Wordsworth, Autobiography, and the "Spots of Time"
Speaker: Professor Jeremy Tambling
Research Professor in English at SWPS University, Warsaw
Moderator: Dr. Chia-jung Lee
Associate Professor, Department of Foreign Languages and Literature, National Sun Yat-sen University
Date: 23 April (Wednesday)
Time: 13:10-15:00
Venue: Room 3005 (3rd Floor, the College of Liberal Arts Building)
Abstract: This paper looks at Wordsworth's The Prelude (1805, published 1850) as perhaps the first autobiography written in English, and as asking what memory is, and how it works in relation to time. I look at Wordsworth discussing 'spots of time' (Book 12.208, 1850), and think too of his interest in both the timely, (note the phrase 'a timely utterance' - the 'Intimations' Ode), and the untimely. The latter is registered in the 'Lucy' poems, in the noting the sudden and unexpected, and in such words as 'shock'' and 'surprise' which are prevalent in his texts), and in his fear of being out of time. Such disconfirmations of identity mark the beginnings of modernity, and describe present discontents and make memory traumatic; here I draw on Derrida on Freud's concept of Nachträchlichkeit (delayed reaction) to discuss the significance of autobiographical writing within modernity.
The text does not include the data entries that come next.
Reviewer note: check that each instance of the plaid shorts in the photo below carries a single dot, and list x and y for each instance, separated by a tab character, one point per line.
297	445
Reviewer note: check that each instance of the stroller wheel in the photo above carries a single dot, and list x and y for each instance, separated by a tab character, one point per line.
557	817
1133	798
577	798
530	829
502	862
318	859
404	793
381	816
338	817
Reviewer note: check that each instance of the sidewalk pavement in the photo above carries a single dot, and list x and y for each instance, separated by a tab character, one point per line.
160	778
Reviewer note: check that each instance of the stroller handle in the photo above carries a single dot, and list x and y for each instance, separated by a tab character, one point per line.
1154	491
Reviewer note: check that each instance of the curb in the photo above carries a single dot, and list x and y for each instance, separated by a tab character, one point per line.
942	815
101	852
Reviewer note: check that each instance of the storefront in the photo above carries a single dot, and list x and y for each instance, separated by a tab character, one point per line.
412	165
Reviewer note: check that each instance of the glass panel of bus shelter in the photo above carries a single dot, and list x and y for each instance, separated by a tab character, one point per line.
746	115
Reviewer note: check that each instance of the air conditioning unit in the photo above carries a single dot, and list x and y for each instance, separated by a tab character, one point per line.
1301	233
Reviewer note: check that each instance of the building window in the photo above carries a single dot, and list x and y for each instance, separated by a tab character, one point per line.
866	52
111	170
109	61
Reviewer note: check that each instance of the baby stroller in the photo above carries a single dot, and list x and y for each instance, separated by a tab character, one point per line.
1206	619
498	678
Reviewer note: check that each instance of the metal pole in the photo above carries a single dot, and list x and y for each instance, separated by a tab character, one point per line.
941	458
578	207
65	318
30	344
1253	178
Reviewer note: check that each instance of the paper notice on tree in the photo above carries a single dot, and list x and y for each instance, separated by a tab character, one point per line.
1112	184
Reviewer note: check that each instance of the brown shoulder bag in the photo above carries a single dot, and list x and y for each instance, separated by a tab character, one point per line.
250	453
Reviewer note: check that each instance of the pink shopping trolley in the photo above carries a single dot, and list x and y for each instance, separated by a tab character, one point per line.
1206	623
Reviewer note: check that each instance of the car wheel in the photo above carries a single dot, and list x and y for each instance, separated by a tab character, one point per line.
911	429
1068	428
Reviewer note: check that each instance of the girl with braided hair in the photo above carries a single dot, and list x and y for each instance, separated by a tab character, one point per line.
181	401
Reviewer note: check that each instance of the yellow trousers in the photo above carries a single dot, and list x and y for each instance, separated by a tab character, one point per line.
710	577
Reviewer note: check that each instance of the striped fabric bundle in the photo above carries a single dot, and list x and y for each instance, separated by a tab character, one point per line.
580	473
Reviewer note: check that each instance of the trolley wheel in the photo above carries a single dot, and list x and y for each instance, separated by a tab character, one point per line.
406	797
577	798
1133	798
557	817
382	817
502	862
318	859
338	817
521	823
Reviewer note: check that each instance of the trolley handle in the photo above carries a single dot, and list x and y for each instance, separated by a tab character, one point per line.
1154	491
Bio: Professor Jeremy Tambling is currently a research Professor in English at SWPS University, Warsaw, and was Professor of Comparative Literature in Hong Kong University, and Professor of Literature in Manchester University. He is author of several books on many aspects of literature and critical and cultural theory, and of numerous articles; his latest book being The Death Penalty in Dickens and Derrida: The Last Sentence of the Law (Bloomsbury 2023).